In statistics, we like to summarize everything to a single number. Be it spread of the data, measure of central tendency or a 2d scatter plot. Because, few numbers are easier to analyse. Coefficient of correlation is one such number which summarizes scatter plot.

Correlation Coefficient- $r$

It is a number ranging from $-1$ to $1$ which determines the degree of linear relationship/correlation between two variables. In other words, it determines how well we can plot the data points generated by two variables on a single line. It can also tell us the slop of the line which can be fit to this data. Let’s first try understand how to interpret the coefficient of correlation $r$.

Given two variables $x$ and $y$, there are three possibilities in terms of linear correlation.

  1. When \(y\) increases with $x$, positive correlation
  2. When $ y $ decreases with $x$, negative correlation
  3. When $y$ does not change with respect to $x$, no correlation
space-1.jpg
Credit: StatisticsHowTo

You can see all three cases in the figure above. The figure shows scatter plot of points $(x,y)$ for three different condition. Notice, when the $y$ is increasing with $x$ the value of $r$ is positive and when it is decreasing with $x$ the value of $r$ is negative. Also, in figure with no correlation, you can not find any straight line which can summarize the trend in the data, making the value of $r$ zero.

If the value of $r$ was $1$, the conclusion would be, all the points in the scatter plot are on the same line which has a positive slop. If the value of $r$ is $-1$, all the points in the scatter plot are on the same line with negative slop. Values closer to 1 or $-1$ depicts a strong correlation. Whereas values, closer to 0, depicts a weak correlation.

How to calculate the Pearson Correlation Coefficient - $r$:

It is mean product of $z$-scores of the two variables. That means, calculate $z$-scores of the two variables, multiply theme element wise and take average of them.

\[\begin{aligned} r = \frac{1}{n-1}\sum_{i=1}^{n}zx_i.zy_i \end{aligned}\]

Where, $n$ = number of elements in the sample, $zx_i$ = $z$-score of $i^{th}$ element of $x$: \(zx_i = \frac{x_i-\bar{x}}{s_x}\) $s_x$ being standard deviation of x $zy_i$ = $z$-score of $i^{th}$ element of $y$: \(zy_i = \frac{y_i-\bar{y}}{s_y}\) $s_y$ being standard deviation of y

This equation can be further solved but I find above version easy to remember and intuitive. Let’s substitute values of $z$-scores $(zx_i, zy_i)$ and standard deviations $(s_x, s_y)$ in above equation.

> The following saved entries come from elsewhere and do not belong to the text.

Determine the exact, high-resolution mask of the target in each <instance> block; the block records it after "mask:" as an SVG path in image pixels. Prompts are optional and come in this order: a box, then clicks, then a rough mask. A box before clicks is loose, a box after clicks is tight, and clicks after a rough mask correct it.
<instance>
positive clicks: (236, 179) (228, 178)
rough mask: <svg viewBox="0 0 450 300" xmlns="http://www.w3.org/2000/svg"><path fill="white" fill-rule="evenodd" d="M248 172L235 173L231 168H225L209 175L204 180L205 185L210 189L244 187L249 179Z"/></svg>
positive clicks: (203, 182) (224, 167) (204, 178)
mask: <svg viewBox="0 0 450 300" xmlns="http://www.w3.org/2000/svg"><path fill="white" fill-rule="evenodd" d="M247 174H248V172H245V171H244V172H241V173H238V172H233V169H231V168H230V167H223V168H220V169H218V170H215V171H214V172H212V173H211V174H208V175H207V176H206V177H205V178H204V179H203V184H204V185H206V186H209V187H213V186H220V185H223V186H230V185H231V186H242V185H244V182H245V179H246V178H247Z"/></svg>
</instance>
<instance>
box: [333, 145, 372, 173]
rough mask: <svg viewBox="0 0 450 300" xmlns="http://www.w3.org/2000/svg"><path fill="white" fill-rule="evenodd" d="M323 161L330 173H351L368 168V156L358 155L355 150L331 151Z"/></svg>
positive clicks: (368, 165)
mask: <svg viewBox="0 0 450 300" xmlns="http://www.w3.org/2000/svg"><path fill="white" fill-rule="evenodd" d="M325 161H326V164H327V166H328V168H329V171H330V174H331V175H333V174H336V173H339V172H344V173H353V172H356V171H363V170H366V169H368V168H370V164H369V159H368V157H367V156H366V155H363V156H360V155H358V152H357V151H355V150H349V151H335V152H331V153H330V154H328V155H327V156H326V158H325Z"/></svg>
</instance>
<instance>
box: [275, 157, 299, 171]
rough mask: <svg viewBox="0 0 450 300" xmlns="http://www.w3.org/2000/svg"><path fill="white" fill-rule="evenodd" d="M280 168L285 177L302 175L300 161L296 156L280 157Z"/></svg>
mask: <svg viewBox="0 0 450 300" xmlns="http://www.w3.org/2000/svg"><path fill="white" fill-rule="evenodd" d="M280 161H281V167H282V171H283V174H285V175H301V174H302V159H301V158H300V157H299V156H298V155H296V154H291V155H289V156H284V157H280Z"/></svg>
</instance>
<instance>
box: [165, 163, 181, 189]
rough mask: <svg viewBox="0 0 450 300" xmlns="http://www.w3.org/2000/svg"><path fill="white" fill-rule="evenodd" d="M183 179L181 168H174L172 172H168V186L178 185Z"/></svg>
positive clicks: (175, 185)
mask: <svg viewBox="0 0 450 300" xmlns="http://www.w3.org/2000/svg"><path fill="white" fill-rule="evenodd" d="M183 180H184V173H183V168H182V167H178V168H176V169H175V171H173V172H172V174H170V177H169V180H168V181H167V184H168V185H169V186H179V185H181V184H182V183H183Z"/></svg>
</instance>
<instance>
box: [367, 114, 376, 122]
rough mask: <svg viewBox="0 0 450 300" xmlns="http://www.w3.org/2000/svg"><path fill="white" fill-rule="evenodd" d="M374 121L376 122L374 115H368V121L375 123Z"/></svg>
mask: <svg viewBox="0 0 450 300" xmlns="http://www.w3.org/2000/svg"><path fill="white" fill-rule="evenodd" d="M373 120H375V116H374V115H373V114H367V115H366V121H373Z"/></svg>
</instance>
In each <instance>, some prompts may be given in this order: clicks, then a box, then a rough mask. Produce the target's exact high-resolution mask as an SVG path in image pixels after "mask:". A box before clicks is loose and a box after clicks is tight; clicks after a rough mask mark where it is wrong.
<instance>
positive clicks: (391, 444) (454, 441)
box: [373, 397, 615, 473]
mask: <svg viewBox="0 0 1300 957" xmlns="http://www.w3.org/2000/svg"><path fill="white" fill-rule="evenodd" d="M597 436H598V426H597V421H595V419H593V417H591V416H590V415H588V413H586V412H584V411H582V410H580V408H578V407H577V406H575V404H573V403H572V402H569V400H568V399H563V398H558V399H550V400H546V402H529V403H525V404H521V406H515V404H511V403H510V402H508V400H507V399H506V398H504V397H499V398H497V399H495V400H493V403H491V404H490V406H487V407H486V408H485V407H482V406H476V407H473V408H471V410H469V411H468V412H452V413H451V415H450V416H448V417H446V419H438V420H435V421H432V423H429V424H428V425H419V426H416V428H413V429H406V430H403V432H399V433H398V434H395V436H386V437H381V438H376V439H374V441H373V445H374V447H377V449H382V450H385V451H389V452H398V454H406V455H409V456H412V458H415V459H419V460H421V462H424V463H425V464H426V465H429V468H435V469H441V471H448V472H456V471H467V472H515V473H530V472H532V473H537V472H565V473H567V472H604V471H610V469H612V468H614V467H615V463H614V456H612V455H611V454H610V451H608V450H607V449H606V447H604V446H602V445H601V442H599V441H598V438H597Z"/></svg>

\[\begin{align} r &=& \frac{1}{n-1}\sum_{i=1}^{n}\frac{(x_i-\bar{x})(y_i-\bar{y})}{s_x.s_y} \\\\ &=& \frac{1}{n-1}\sum_{i=1}^{n}\frac{(x_i-\bar{x})(y_i-\bar{y})}{\sqrt{\frac{(x_i-\bar{x})^2}{n-1}}.\sqrt{\frac{(y_i-\bar{y})^2}{n-1}}} \\\\ &=& \sum_{i=1}^{n}\frac{(x_i-\bar{x})(y_i-\bar{y})}{\sqrt{\sum_{i=1}^{n}{(x_i-\bar{x})^2}}.\sqrt{\sum_{i=1}^{n}{(y_i-\bar{y})^2}}} \end{align}\]

Why it works:

The product, $ (zx_i*zy_i) $ is positive iff $x_i$ and $y_i$ both are either simultaneously less than or simultaneously greater than their respective means making the resulting $r$ positive. Similarly, the product $ zx_i*zy_i $ is negative iff $x_i$ and $y_i$ have opposite relationship with their respective mean, i.e, either $(x_i > \bar{x})\text{ & }(y_i < \bar{y})$ or $(x_i < \bar{x}) \text{ & } (y_i > \bar{y})$, making the resulting $r$ negative. The absolute value of $r$ is larger when either of the tendency is stronger.

And that’s it.